2.
Ada kalanya ketika kau menjadi pemimpin,
kau juga harus ikut memberi subsidi pada rakyatmu dari kantong pribadi
Pada suatu hari, sekitar pukul 10.00 WIB seorang pemuda berkaos putih dibalut jaket hitam lusuh penuh lambang-lambang kegagahan berangkat menuju terminal untuk menjemput seorang wanita bernama Sore, yang tak lain adalah sekretaris dari seorang Jati.
Memang beberapa hari ini mereka sering bertemu lantaran ada sebuah kegiatan yang akan mereka eksekusi, dimulai dari menyiapkan proposal tempat dan sebagainya. Hingga pada pukul 11 kurang 5 menit mereka sampai disebuah kampus berlatar pohon-pohon tempat di adakannya rapat konsolidasi terkait persiapan acara seminar bulan depan.
Tak butuh waktu lama beberapa mahasiswa yang sudah berkumpul langsung memulai rapat kala itu saat matahari tepat di atas kepala dengan pembagian job proposal yang hari itu mau tidak mau harus dituntaskan.
Mulai dari Jati yang sibuk membuat logo kegiatan yang baru, Sore yang membenahi isi proposal dibantu senior-senior yang memang semuanya masih dalam tahap belajar dalam berproses. Namun tak mengurangi semangat dari kawan-kawan untuk ikut mencerdaskan anak bangsa melalui berbagai aspek kehidupan dengan salah satunya melalui seminar kemahasiswaa.
Jam terus berlalu hingga satu persatu dari mereka pergi meninggalkan tempat rapat untuk kembali ke rumah dengan berbagai alasan yang dapat disimpulkan mereka sudah mulai jenuh dengan kerja estafet yang terus digempur tak kenal waktu. Dan akhirnya menyisakan 2 orang wanita berpadu dengan 3 orang pria yang salah satunya adalah Jati.
Sore yang kala itu sudah lelah menahan lapar, akhirnya menyuarakan pendapatnya untuk mencari makan dan membujuk para lelaki untuk mensubsidi makan kala itu. Dengan adu argumen yang terus berlalu hingga menimbulkan gaduh atas rengekan para wanita yang mencari subsidi logistik, akhirnya salah seorang dari pria itu mengeluarkan selembar kertas untuk memberi semangat kawan-kawannya dan berangkatlah dua wanita itu mencari isi perut.
Jati yang kala itu sedang menunaikan puasa, sembari menunggu waktu berbuka dan kawan-kawannya kembali membawa bungkus nasi, Ia memainkan permainan Hago dalam handphonnya yang memang kala itu sedang naik daun dengan berbagai permainan online salah satunya adalah permainan adu kambing.
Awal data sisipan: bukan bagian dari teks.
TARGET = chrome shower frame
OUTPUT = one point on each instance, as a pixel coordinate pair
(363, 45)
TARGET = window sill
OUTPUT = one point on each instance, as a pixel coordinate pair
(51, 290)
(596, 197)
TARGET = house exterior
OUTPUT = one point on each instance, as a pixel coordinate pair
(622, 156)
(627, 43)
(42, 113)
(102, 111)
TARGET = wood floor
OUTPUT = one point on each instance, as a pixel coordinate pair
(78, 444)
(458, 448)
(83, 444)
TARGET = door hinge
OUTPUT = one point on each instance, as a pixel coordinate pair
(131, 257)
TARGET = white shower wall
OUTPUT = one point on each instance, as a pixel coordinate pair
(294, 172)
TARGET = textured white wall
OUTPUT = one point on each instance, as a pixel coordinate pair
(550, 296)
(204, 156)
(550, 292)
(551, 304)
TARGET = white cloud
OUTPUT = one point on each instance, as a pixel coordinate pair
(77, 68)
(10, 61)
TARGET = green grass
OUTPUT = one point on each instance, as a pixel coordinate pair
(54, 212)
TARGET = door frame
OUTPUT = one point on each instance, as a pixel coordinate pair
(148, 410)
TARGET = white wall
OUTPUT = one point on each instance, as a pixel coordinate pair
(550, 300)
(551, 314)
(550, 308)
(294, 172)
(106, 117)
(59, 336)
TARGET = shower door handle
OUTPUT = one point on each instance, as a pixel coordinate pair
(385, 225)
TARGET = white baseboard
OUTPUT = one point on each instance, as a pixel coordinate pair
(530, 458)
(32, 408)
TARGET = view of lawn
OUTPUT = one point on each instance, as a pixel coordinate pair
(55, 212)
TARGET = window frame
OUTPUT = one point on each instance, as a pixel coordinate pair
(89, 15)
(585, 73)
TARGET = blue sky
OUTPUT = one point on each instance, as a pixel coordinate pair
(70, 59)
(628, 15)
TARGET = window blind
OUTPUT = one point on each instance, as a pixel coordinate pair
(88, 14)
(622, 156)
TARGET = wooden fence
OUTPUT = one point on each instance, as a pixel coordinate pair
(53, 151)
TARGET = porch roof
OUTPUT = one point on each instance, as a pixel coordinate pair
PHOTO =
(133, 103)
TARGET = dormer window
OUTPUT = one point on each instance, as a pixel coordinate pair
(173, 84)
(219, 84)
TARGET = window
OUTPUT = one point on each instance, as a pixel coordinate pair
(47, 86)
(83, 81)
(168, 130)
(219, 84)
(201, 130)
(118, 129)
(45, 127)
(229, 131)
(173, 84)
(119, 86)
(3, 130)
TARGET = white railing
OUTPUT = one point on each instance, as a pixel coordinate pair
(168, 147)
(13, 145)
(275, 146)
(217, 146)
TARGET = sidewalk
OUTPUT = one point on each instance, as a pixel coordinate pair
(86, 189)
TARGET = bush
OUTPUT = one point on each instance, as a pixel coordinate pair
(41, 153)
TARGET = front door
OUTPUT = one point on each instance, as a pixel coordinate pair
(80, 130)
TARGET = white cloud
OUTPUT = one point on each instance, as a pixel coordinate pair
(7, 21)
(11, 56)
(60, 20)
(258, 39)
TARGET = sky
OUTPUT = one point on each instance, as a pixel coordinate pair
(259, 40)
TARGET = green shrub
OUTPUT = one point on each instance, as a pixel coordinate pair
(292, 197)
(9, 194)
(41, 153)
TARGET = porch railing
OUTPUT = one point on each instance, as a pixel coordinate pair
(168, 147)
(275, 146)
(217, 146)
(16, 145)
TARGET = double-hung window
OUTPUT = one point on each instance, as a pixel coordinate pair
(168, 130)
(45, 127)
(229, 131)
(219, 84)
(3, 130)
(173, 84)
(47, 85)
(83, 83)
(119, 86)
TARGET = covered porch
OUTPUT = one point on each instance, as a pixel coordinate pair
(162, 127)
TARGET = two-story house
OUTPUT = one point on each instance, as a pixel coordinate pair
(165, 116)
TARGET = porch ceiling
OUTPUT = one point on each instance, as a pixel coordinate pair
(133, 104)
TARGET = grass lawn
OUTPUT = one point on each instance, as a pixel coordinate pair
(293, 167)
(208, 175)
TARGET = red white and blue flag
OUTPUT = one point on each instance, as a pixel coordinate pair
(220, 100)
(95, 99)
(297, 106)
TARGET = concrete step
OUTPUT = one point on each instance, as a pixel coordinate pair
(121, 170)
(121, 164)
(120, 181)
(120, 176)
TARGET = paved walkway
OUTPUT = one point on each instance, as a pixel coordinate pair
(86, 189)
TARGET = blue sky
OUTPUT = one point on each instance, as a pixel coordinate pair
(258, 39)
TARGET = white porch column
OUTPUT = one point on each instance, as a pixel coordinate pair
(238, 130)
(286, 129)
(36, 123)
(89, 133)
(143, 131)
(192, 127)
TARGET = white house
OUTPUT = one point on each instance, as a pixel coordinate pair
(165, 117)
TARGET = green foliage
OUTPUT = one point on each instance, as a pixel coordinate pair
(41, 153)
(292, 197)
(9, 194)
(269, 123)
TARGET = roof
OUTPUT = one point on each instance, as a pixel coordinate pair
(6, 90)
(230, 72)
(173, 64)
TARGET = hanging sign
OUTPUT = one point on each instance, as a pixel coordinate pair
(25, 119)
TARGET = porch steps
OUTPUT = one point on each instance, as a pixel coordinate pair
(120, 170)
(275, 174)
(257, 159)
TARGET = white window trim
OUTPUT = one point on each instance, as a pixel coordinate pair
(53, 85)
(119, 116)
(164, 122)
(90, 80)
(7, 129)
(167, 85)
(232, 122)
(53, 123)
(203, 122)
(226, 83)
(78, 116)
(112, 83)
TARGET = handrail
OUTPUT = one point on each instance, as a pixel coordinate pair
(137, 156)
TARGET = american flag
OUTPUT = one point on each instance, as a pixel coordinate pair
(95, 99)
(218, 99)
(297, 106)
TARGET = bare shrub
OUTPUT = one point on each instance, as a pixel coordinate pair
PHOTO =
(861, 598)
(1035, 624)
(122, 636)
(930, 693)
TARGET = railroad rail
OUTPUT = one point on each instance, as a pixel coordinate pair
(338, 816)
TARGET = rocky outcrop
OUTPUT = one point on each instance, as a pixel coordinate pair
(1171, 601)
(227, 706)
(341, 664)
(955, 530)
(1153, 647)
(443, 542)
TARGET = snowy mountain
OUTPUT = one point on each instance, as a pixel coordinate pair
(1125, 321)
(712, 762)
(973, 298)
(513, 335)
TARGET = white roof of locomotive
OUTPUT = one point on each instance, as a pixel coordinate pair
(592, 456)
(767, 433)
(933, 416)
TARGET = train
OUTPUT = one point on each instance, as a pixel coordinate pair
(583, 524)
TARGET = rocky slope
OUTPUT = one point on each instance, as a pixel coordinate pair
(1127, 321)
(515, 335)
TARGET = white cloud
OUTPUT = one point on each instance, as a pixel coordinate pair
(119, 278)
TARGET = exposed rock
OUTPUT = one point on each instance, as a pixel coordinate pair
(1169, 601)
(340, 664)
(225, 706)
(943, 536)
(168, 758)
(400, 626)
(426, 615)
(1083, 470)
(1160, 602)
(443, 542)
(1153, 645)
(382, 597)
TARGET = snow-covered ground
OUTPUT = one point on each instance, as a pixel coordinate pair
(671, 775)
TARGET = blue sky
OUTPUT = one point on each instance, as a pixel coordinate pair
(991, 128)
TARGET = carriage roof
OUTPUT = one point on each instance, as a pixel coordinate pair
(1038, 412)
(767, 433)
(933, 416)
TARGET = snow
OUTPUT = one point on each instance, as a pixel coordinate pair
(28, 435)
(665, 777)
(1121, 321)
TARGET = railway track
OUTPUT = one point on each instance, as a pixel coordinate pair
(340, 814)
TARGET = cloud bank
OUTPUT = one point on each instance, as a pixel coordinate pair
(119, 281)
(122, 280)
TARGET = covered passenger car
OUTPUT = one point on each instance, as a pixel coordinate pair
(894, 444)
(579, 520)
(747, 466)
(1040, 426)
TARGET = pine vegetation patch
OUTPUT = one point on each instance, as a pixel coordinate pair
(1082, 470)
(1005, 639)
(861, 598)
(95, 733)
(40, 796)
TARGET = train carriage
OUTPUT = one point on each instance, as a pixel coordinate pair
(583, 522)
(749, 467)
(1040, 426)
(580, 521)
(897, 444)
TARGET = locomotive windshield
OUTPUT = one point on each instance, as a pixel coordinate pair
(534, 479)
Belum tuntas Ia selesaikan permainan itu muncul dua sosok wanita sambil membawa beberapa bungkus yang isinya adalah nasi dan lalapan yang dibungkus terpisah dengan wajah semangat mereka turun dari motor menuju sekumpulan pria tadi.
Tepat pukul 17.37 mereka makan bersama untuk menunggu waktu berbuka demi menghormati Jati yang kala itu memang sedang berpuasa Tarwiyah.
Setelah selesai makan dan sholat maghrib Jati, Sore dan kawan-kawan lainnya memutuskan hengkang dan berpisah untuk berangkat pulang ke rumah masing-masing kecuali tiga orang yaitu Jati dan Sore yang berencana ke tempat tukang stempel untuk memesan stempel kegiatan serta seorang senior yang memutuskan merebahkan badannya di Base Camp tempat mereka menuangkan ide-ide sporadis.
Setelah Jati dan Sore selesai menuntaskan hajatnya ditukang stempel, beberapa saat mereka menunggu bis yang tak kunjung lewat hingga akhirnya Jati memutuskan untuk mengantar Sore kembali ke rumah yang berjarak sekitar 1 jam dari pusat kota.
Dalam perjalanan ke kecamatan K mereka berdua menceritakan histori sejarah dari masing-masing dan beberapa kali Sore menuangkan cerita tentang sejarah kerajaan Malowopati yang dulu pernah melegenda dikabupatennya tersebut.
Setelah menembus jalan yang berliku-liku akhirnya sampailah di suatu desa dimana Sore tinggal, namun Sore tak mau diantar hingga depan rumah yang sebelumnya Ia telah menghubungi saudaranya untuk menjemput dan setelah Sore turun di kiri jalan hingga bertemu saudaranya Jati putar balik kembali ke kota untuk melanjutkan perjalanan malam itu yang harus Ia tuntaskan mulai dari ngopi dan mengantar seorang wanita kembali ke rumah dengan selamat.